There is a reason behind everything even the black and white stripes of African equids or commonly known as zebras. Before, scientists believed that the purpose of zebras stripes is to keep them cool from the heat of the sun. Based on their theory, it is said that the black stripes get warmer than the white which leads to creating small vortexes that allow the hot and cold air to meet and acts as a fan thus cooling the animal's body. However, a study on July 2018 entitled "Experimental evidence that stripes do not cool zebra's" (published in the Scientific Reports) refuted the said theory. The study might be the answer in the mystery behind zebras' stripes but since there are no zebras involved, a further test should be done for confirmation. The researchers measured the changing temperature of stripped and no-stripped barrels of water left out in the sun.

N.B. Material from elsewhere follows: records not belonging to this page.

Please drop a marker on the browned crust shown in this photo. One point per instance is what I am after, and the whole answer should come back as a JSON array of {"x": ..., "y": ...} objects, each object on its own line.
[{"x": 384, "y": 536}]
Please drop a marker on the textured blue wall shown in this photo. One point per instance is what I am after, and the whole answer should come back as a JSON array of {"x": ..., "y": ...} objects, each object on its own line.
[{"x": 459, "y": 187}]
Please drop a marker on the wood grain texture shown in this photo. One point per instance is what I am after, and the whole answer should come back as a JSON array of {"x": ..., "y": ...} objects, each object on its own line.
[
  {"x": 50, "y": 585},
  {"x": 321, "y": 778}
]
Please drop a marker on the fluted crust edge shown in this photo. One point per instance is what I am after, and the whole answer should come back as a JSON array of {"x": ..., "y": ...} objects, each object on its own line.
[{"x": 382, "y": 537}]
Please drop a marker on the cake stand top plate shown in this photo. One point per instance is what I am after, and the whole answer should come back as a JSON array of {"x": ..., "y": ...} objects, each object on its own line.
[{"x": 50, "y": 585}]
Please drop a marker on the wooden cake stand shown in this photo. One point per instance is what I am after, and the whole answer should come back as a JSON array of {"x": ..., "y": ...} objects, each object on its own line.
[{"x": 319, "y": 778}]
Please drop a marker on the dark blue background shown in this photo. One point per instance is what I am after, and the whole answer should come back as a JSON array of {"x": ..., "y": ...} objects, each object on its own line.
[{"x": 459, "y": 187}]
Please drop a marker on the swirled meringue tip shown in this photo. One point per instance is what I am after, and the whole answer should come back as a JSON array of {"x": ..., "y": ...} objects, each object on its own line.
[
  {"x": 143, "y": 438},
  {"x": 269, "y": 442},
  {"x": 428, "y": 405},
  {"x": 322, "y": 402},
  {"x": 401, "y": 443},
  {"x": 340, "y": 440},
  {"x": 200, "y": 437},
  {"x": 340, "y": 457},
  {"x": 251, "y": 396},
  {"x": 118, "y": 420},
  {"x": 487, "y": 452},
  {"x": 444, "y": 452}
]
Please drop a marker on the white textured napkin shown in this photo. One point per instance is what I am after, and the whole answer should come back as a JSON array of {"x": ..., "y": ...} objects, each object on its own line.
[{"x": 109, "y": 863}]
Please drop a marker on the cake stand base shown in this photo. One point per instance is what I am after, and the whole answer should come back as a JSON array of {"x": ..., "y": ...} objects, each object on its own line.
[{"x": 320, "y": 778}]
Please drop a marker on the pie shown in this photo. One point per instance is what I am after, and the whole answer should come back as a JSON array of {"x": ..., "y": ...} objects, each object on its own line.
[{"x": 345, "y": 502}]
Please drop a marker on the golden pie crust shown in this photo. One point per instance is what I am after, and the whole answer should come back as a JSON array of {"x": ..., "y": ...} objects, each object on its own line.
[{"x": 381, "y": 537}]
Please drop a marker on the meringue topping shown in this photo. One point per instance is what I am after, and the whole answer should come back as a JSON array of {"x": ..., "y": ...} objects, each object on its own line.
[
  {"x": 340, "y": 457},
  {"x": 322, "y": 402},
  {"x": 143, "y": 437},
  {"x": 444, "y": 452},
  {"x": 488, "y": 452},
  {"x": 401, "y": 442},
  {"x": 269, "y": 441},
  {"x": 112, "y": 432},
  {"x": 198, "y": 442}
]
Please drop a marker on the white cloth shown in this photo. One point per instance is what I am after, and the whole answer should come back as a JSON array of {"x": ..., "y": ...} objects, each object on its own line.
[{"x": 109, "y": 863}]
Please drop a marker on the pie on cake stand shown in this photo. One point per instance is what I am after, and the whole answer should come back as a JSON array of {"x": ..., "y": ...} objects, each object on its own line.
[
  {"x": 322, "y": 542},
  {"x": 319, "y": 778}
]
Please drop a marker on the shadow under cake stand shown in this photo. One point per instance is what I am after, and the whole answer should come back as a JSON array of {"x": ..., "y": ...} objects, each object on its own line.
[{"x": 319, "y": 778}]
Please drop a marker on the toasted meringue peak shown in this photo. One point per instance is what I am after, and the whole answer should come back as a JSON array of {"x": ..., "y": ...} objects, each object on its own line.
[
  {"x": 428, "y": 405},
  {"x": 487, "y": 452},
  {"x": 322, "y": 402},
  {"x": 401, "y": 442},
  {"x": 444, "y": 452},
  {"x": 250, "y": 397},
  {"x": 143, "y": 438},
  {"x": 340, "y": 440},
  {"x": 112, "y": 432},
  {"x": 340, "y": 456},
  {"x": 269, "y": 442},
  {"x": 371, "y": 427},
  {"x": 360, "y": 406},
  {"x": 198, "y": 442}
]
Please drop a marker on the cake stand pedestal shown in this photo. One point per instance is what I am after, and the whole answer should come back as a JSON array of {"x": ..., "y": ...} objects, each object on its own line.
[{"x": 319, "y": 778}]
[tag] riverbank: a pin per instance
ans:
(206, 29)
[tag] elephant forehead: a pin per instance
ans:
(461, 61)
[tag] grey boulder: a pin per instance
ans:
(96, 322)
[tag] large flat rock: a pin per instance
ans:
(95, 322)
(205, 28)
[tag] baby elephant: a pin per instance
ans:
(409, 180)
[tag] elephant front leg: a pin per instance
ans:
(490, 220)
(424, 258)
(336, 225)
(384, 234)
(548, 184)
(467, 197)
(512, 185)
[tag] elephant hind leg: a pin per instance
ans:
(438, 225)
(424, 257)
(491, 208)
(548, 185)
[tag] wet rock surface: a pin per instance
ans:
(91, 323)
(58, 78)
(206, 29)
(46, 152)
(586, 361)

The mystery unraveled by two scientists, Alison Cobb (amateur naturalist) and her husband Dr. Stephen Cobb (former biology technician) using their field data from Kenya. Their research includes a stallion and a mare zebra as well as a hide draped over a cloth-horse zebra as control. They found out that small-scale convection current created between stripes aids the evaporation of sweat, also their black stripes can erect or rise while the white stripes remain flat.
The researchers were able to find out the zebras' ability to erect their black stripes by comparing the temperature of living zebra to a zebra's hide. The latter one got hotter than the other one by 16°C or 61°F. The authors stated that the raising of black hair transfers heat from the skin to the hair surface. On the other hand, the vortexes (where hot and cold meet) is said to help zebra to avoid blood-sucking parasite.
"Ever since I read 'How the Leopard Got His Spots' in Kipling's Just So Stories, at bedtime when I was about four, I have wondered what zebras' stripes are for," explained Alison Cobb, adding, "In the many years we spent living in Africa we were always struck by how much time zebras spent grazing in the blazing heat of the day and felt the stripes might be helping them to control their temperature in some way."
"The solution to the zebra's heat-balance challenge is cleverer, more complex and beautiful than we'd imagine," she concluded.